‘Supply shortage ignored by state budget’


The reforms unveiled in last month’s NSW Budget were presented as the catalyst for generational change. On the surface, the choice to pay an ongoing property tax instead of stamp duty appeared to represent a major shift. Dig only a little deeper, and it’s much ado about nothing.

It took many in the industry a moment or two to realise the reforms relate only to a small section of the populace. For existing property owners and investors, the landscape remains the same. The narrow scope of the reforms undermines the potential for change.

The change apparently sought, broadly, is an improvement in affordability. And while some people may indeed be able to buy a first property more easily via the shared equity trial arrangement, a broad improvement won’t happen when the reforms are accessible to so few.

As an industry, our expectations for the stamp duty and shared equity reforms are low. The Budget was another case of missed opportunities.  

Specifically, opportunities to address the supply shortage and stamp duty bracket creep went begging.

In New South Wales, the market’s inability to meet already strong demand with sufficient supply is the crux of the affordability problem. Nothing in the proposed reforms addresses the critical shortage of supply.  

Lessons from the road

For the past three months, the REINSW Roadshow has visited regional and metropolitan locations across the state. Overwhelmingly, the major concerns people in the industry have at their local level relate to a shortage of housing. It goes both for homes to buy and homes to rent.

We’ve heard first-hand how dire the situation is for many people, particularly in some regional locations.
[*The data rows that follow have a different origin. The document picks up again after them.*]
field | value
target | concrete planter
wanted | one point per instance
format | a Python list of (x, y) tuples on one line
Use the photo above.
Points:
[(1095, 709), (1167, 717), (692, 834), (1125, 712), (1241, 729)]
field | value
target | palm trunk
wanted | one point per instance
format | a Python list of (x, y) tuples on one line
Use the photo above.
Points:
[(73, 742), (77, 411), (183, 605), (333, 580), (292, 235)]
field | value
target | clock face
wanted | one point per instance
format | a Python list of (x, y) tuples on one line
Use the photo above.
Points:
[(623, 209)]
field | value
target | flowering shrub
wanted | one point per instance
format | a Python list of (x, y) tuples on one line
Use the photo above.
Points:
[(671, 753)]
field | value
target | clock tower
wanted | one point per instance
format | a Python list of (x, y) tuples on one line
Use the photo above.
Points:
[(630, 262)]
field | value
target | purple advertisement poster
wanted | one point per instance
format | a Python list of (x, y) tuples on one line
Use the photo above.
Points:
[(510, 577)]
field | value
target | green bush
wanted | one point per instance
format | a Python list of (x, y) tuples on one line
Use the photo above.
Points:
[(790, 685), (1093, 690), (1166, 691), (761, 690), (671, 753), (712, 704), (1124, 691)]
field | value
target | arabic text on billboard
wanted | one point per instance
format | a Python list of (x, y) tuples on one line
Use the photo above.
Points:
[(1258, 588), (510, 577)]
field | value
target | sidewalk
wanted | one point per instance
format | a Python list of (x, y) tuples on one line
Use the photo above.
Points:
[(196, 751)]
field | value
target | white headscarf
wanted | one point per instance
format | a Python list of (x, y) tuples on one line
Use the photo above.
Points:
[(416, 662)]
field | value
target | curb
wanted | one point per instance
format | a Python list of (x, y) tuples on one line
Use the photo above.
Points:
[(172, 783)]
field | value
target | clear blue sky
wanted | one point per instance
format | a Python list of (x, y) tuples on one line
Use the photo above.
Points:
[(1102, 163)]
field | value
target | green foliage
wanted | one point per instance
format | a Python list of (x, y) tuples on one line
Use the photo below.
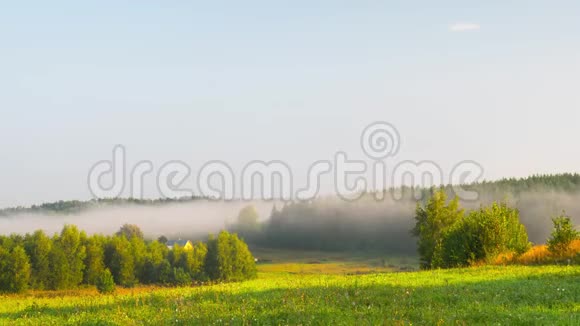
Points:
[(38, 247), (94, 260), (74, 253), (512, 295), (562, 235), (181, 277), (14, 270), (71, 258), (119, 259), (482, 236), (58, 265), (105, 282), (432, 221)]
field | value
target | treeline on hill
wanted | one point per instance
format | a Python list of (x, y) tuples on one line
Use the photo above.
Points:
[(71, 258), (367, 224), (449, 237)]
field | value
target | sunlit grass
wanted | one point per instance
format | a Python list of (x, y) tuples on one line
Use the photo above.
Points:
[(540, 255), (508, 295)]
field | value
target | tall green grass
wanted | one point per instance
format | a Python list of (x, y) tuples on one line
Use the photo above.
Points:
[(506, 295)]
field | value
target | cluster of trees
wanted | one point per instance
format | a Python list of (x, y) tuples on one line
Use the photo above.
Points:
[(331, 224), (76, 206), (72, 258), (367, 224), (449, 237)]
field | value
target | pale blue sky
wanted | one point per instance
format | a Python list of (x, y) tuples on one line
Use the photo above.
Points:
[(292, 81)]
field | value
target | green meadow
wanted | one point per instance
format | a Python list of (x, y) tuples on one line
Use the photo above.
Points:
[(294, 294)]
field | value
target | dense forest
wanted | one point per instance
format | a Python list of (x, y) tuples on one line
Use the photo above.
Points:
[(78, 206), (367, 224), (328, 223), (72, 259)]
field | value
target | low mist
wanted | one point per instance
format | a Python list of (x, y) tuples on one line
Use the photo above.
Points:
[(193, 220)]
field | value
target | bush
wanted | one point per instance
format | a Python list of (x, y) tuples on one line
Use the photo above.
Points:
[(562, 236), (482, 236), (106, 283), (181, 277)]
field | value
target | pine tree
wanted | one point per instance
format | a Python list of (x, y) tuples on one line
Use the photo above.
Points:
[(431, 222), (94, 260), (75, 252), (14, 270), (119, 260), (38, 247)]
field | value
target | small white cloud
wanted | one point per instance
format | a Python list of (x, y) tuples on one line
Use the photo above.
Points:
[(464, 27)]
Increased homelessness is a real concern.

The message we have for local governments is, if they haven’t already, to mobilise for the future. Councils are elected representatives with a responsibility to consider the needs and wants of their communities in the short, medium and long terms.

It’s little wonder many downsizers are unwilling to move to a smaller property – the sums just don’t add up.

 Tim McKibbin, REINSW CEO

They need a vision. This vision should capture components such as housing targets and density today, tomorrow, and in the years and decades ahead. It must be clear, openly accessible, and those who set the vision must be accountable for its progress to reality. Then, with clarity, and with more appropriate planning and approval timeframes, the development community can play its role.

Government at all levels has a role to play in increasing the provision of housing supply. In the absence of real action at the federal and state levels, it’s time for councils to recognise the position of leadership they’re in.

Brackets keep on creeping

The budget also missed an opportunity to bring stamp duty brackets up to date for all purchasers.

The numbers highlight the distortion. Over the past 20 years, Sydney’s median house price has increased 280 per cent, from approximately $418,000 to $1.59 million. Over the same period, the stamp duty payable for a median-priced house in Sydney has increased 406 per cent, from $14,300 to $72,400.

It’s little wonder many downsizers are unwilling to move to a smaller property. The sums just don’t add up. Rent money is not dead money but stamp duty is. Rising interest rates and increases in the cost of living contribute to a broader sense of caution.

First-home buyers certainly deserve stamp duty relief but so do other purchasers, including the downsizer cohort. Plus, the larger homes they vacate add to the choices for first-home buyers.

If only there were policies incentivising, not penalising, this course of action. Policies that encompassed everyone, so as to begin to address the broader change needed.